My best friend recently put up a picture of both of us on Instagram.
“I have always loved your pictures together. You guys look so great. Please tell me you guys are dating?” she got a message in her inbox.
“Haha, thank you. He’s my best friend. Apart from the fact that he’s gay, it has been a great relationship, yes,” my friend responded.

And that is that. In one line, she was able to express everything about us.
Through ups and downs, fights in school, long distance & short distance, through breakups, boyfriends, fights, bad outfit choices (hers), sickness, health, countless date stories (mine), and a lot of sangria later, we’ve been together for 13 years.
She might be my primary go-to girl, but there are a lot of female friends I have, all of whom I have great amazing friendships with, the kind of friendship some of their boyfriends get intimidated by.
So what is it about women making great connections with gay people?
What makes these ladies connect so amazingly well with us? Why are we such a hot commodity when it comes to the kinda friends women want?

I think it’s a lot to do with the fact that we are no threat to them in any way whatsoever – neither are we objectifying them, nor are we trying to get into their pretty A-line dresses.
On the other hand, we are also not secretly bitching about them behind their backs with our other friends, there are absolutely no insecurities or envy involved, and we don’t see them as competition. So friendships with gay people are relatively more comfortable and quick vs a friendship with a straight man or another woman (both of which can also be amazing friends BTW).
When women talk to us about their problems, we listen. But more importantly we offer them insights that range from emotional to practical, and honest through and through, because we have absolutely no pressure to flatter or please her.

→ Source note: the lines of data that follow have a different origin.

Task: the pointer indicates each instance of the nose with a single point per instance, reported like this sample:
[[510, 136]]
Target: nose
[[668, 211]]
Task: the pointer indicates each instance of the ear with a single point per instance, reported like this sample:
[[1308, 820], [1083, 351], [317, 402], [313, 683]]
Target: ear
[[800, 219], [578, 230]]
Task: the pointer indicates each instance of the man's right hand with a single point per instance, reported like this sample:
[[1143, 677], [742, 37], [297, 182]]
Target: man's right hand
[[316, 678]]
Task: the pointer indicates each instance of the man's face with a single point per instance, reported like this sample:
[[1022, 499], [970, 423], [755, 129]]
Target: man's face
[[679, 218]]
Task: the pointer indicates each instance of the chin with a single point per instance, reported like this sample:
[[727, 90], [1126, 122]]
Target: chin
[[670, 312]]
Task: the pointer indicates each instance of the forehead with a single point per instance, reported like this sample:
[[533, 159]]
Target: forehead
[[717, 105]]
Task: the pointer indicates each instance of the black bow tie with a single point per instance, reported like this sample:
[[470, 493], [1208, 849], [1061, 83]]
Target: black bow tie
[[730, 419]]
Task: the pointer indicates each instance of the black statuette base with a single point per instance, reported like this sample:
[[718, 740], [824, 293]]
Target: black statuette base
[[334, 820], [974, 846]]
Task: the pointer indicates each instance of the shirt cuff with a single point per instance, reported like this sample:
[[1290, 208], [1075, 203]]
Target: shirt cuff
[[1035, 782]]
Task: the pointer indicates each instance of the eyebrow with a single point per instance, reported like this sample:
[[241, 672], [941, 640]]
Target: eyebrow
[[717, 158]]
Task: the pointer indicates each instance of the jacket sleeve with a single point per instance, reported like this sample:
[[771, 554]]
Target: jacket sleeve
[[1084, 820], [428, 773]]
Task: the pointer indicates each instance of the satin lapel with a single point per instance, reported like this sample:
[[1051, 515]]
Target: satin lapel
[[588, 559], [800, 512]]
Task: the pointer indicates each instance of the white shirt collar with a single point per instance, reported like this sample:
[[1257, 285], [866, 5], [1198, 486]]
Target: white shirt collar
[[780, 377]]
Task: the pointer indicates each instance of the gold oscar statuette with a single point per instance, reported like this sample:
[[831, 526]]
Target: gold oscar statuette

And when it’s about their relationships, we give them perspective they require to understand the man involved, that blends amazingly with the emotional understanding and empathy we have to offer. Even if dynamics of a relationship between two men, and man with a woman are different, we are united by the fact that we face very similar issues being with the difficult one of the two genders.
We also understand why she hates that HR woman in the office, why her landlord is a douchebag, why her boyfriend is or is not a keeper, and why she has a difficult relationship with her father.
And we understand her pain, the inequality she sometimes faces, her fears, the biases. We know, because in some form or the other, we have faced those things too.

On a lighter note, we make for amazing soundboards when they want to talk about sex with the male species. We can talk about it way better, we can compare notes, and tell you the exact weak points of a guy’s anatomy and how to drive your man crazy.
We will tell them exactly why that black skirt is making them look fat, why yellow is just their color on any day, and when they need a frigging hair spa. All of that without making her feel bad about herself.
Hell, we will even let them borrow our white scarf that goes perfectly well with their blue dress.
We will go ape shit crazy on your ass if you say anything less than fabulous about her, because we are fiercely protective and loyal to them girls.

We are the agony aunt, the sister, the brother, the friend, the mother, the tough love, the 3 AM friend, the stylist, the TLC, sometimes the mother too, if we have to be.
And most importantly they can be totally who they are with us. Chances are we are as crazy, if not more. We will always be there to add colors to their day. Obviously we will rather spice it up with sass first, but what the hell.